Expanding search in the space of empirical ML
As researchers and practitioners of applied machine learning, we are given a set of requirements on the problem to be solved, the plausibly obtainable data, and the computational resources available. We aim to find (within those bounds) reliably useful combinations of problem, data, and algorithm. An emphasis on algorithmic or technical novelty in ML conference publications leads to exploration of one dimension of this space. Data collection and ML deployment at scale in industry settings offers an environment for exploring the others. Our conferences and reviewing criteria can better support empirical ML by soliciting and incentivizing experimentation and synthesis independent of algorithmic innovation.
Expanding search in the space of empirical ML
Bronwyn L Woods Duo Security email@example.com
noticebox[b]Critiquing and Correcting Trends in Machine Learning workshop at NeurIPS 2018, Montréal, Canada. \end@float
Consider a division of the practice of empirical machine learning into three dimensions:
The specification of the problem to be solved, including the scope of the relevant population, assumptions about environment, form of the expected output, and measure of success.
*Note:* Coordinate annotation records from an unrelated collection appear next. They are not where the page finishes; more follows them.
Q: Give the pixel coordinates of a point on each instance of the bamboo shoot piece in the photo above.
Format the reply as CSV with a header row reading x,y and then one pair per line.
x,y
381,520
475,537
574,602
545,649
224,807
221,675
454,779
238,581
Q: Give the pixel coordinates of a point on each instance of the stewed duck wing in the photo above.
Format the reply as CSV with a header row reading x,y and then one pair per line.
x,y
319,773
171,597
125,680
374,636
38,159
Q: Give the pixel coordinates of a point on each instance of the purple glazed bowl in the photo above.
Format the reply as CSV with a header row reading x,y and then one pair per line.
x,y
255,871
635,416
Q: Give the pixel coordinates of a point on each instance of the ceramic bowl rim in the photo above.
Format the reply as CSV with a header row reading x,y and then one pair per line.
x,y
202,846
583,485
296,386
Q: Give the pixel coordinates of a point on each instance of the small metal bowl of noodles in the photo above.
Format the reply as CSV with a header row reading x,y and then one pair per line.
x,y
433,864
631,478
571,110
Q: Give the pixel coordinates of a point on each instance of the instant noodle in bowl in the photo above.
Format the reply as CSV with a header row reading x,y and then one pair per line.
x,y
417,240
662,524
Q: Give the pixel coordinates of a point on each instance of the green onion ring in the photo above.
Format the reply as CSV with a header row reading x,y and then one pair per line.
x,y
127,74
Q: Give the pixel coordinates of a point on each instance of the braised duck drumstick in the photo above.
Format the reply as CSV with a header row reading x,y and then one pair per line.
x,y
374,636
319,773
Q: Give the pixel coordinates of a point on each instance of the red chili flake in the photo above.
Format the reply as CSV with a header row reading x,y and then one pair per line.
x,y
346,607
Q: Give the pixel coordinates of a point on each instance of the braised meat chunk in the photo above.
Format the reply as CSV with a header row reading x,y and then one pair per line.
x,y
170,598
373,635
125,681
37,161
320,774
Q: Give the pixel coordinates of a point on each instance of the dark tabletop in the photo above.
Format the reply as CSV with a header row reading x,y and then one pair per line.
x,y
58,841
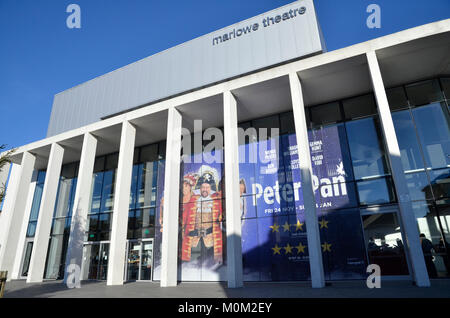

An actual dataset instantiated from a particular sampling scheme, measurement methodology, and (frequently) labeling effort.
The model formalism, hyperparameter selection, and training methodology.
Take any point in the above space and you have a potential machine learning system, though one of questionable expected utility. A goal of applied research is to find optima, but there are many ways to explore the space. Consider just two of many possible representative personas:
Grace is a grad student, heavily constrained by publicly available datasets and the corresponding predefined targets. Her work is largely empirical, and she is evaluated based on novel contributions to the field. She demonstrates success by developing new model architectures and comparing their outputs favorably to previously reported methods across several tasks and benchmarks.
Irene is an industry data scientist working on ML powered product features. She has access to product data, and some flexibility to alter the target and extracted training dataset. She demonstrates success by designing a useful system that performs as expected for all users. She is incentivized to use established (implemented) algorithms when possible. To avoid failures in the open world production environment, she spends substantial time understanding trends and artifacts in the performance of these algorithms across user populations and datasets.
Arguably, the field of machine learning is the study of the algorithmic dimension of this space. Indeed, the targets and datasets often manifest in conference papers as externally defined challenges, benchmarks, and motivating applications. We might characterize Grace as a researcher and Irene as a practitioner. However, there is a growing empirically motivated and measured branch of ML. As such, we should consider whether our conference discourse and incentives support the full spectrum of relevant empirical research.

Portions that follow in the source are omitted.